While there are many features that make this an attractive preventative option it is important to also consider a number of potential downsides and limitations to this procedure. Firstly there is limited availability of PGD in many countries and it may not always be possible in individual situations. Secondly it is important to recognise that it is intensive treatment and is intrusive into the process of natural conception. This also needs to be weighed up against the individual couples views of the choices they would wish to make. For this reason some individuals decide not to proceed down this avenue although it is appropriate to offer to organise a discussion, so parents can gather the facts at an early stage and make an informed decision.

Finally, it is important to understand that at best only about one in every three cycles attempted is likely to be successful. Therefore individuals may make several attempts at conception utilising pre-implantation genetic diagnosis and even then may not be successful.

You can find further information on PGD on this website:

Additional Reproductive Options to Consider

In some DSD's (for example autosomal recessive conditions) it is necessary to inherit both copies of an altered gene, one from each parent. Under such circumstances parents may want to consider the option of either egg or sperm donation to reduce the chances of an affected child. In conditions which are X linked only egg donation from a person known not to be a carrier would have a preventative affect.

Adoption is an alternative consideration for some couples.


It is important that the precise genetic origin of a DSD is identified in all cases where this is possible.
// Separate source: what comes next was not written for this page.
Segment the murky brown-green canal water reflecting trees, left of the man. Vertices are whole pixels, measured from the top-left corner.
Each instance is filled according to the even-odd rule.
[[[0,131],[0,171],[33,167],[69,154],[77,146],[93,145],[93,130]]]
This provides the most information in terms of management and genetic recurrence . It also allows couples to consider what reproductive options might be available to them.

The issues are briefly outlined above but we would recommend a fuller discussion with a Clinical Geneticist to take you through the diagnostic process, underlying genetics and the available options including the advantages and disadvantages of each of these.